Toddler tempersMost toddlers throw temper tantrums. When they don’t want to do something, when they don’t get their way, or when they are frustrated. This is a typical stage of child development and is usually a result of your child not having the verbal skills to be able to communicate the intense desire to do (or not do) something. Most often this frustration is demonstrated with temper tantrums, although some children develop this as a tool to get their own way.

Temper tantrums can usually be separated into two categories: Manipulative tantrums and Frustration tantrums.

 

Identify the type of tantrum

Children are well aware of how to push their parents’ buttons and will often use tantrums as a way to manipulate you into giving them what they want if it gets a response. If you are the type to respond quickly to a tantrum, your child will continue to use them to get their way.

Try using verbal cues and body language that clearly indicates that you don’t do tantrums. You send a clear message when you ignore the fits or walk away, which teaches them that tantrums are not acceptable.

Frustration tantrums are different to manipulative ones and require empathy from you as the parent. Your child’s mental and motor development has developed more quickly than the ability to communicate and the frustration they feel at not being able to do something cannot be expressed properly. Try helping out when the frustration is over an inability to accomplish a task and try to direct your little one’s efforts to a more manageable part of the task. This will help to establish your authority as well as build your child’s trust.

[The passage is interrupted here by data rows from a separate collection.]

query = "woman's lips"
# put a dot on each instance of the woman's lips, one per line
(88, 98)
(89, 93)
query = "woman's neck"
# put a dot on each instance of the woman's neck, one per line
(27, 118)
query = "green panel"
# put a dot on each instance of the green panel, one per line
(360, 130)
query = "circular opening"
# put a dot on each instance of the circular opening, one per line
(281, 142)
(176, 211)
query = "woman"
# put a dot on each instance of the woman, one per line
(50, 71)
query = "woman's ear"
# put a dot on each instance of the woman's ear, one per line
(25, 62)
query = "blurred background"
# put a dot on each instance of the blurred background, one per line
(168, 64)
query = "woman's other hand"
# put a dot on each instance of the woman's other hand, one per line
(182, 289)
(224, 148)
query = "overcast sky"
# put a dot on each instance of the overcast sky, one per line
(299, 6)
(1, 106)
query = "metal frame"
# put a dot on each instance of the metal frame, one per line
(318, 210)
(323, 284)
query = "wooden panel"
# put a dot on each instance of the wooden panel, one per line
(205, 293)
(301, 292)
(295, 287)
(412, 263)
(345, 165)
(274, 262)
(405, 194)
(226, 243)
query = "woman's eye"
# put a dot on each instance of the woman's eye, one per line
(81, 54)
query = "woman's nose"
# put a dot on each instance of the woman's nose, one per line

One of the most common examples of frustration tantrums is the “I’ll do it myself” tantrum when the child is determined to complete the task. Encourage your child to use words or body language to communicate feelings and needs.

 

Identify the triggers

Children have the innate ability to throw a tantrum at the worst time for parents: when you are on the phone, at the supermarket, or busy with someone else. Most times these very circumstances that make it inconvenient for you are what set your toddler up for a tantrum. Take note of what triggers the tantrums. Often there are pre-tantrum signs when your child begins to whine or grumble, indicating it is time for you to intervene.

The most common causes of a tantrum include boredom, hunger, tiredness and being over-stimulated. Try to take note of the times when your child is triggered into a tantrum and make sure you are prepared for next time with a snack or a nap before you set out of the house. Frustration tantrums must not be taken personally; your child needs to be taught how to handle the frustration with words or body language rather than anger and theatrics, it’s not being done just to upset you.

 

Keeping a cool head

Although temper tantrums in public places are embarrassing, making it difficult to consider your child’s feelings, you need to stay cool. Your child is out of control and needs you to stay in control. If your child throws a fit in a public place, remove them from the situation to a calm place, like a bathroom or your car, where they can blow off steam and you can quietly handle the situation.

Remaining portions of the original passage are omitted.